O vocalista do Iron Maiden não compra a ideia corrente de que o formato álbum (e ainda mais os duplos) esteja com os dias contados nessa era de distribuição digital da música.

— Acho que muitos dos garotos não ligam mais para os álbuns porque há muitos artistas que não ligam para álbuns. Junto com as gravadoras, eles hoje só pensam no download de duas ou três faixas no iTunes ou na porcaria da qual vão fazer streaming no Spotify... O que quer que seja, eles pensam pequeno — fuzila. — Eu não acredito que a atenção do público mais jovem seja mais curta, porque conheço garotos que passam noites inteiras jogando (o videogame) “Call of duty”. Não me digam que os garotos têm atenção curta. Eles estão bem, eles sabem no que vale a pena prestar atenção. Isso é o que se chama fazer uma escolha. Eles dizem: “Ei, esse disco é uma merda qualquer, vou escutá-lo por cinco minutos e depois vou fazer alguma outra coisa”. Mas quando você tem algo que o faça dizer “Uau, isso é realmente maneiro!”, ele vai sentar e ouvir porque vale a pena. E não me diga que as pessoas não fazem isso. Elas fazem com videogames, não há razão para que não possam fazer com a música.

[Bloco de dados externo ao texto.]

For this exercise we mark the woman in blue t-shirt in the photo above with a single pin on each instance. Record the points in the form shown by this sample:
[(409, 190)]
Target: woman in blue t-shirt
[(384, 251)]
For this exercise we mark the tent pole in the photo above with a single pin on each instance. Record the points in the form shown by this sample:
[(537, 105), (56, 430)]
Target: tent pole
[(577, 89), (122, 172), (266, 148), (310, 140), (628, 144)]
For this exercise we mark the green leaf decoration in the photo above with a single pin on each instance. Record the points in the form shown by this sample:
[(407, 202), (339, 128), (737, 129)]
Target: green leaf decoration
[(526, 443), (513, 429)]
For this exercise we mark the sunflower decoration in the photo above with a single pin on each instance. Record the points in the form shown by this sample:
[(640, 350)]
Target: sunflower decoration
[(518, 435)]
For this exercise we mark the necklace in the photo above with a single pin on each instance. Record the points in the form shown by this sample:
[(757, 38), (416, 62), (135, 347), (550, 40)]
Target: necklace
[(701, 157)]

Em uma palestra no ano passado, na Campus Party, em São Paulo, Bruce expôs de forma sucinta sua filosofia com o Iron Maiden: “Você precisa de fãs, não de consumidores”.

— Você não consome, por exemplo, a sua mulher ou o seu time de futebol, eles são partes suas, você tem uma relação com eles. Aí está a diferença. O que você tem que fazer com seus álbuns, você faz por intermédio da imprensa, dos shows... Você mantém a relação com os fãs, e eles continuam fãs. As gravadoras se tornam parte disso se elas quiserem — opina. — Acho que as gravadoras estão num lugar estranho hoje, elas não abraçaram a ideia de que são responsáveis por cuidar dessa relação com o público. Elas se preocupam muito com a imprensa, mas não com os fãs. Assim, quando o download apareceu, eles agiram como se o público fosse o inimigo. Os garotos baixavam as músicas porque gostavam muito delas, não achavam que estavam roubando algo do artista. O trabalho das gravadoras era ter a visão de que os garotos poderiam obter delas próprias a música. Só que não fizeram, e por isso elas não existem mais. Nós, os artistas, ainda existimos, e temos a relação com o público. A relação entre o Maiden e os fãs é o que importa.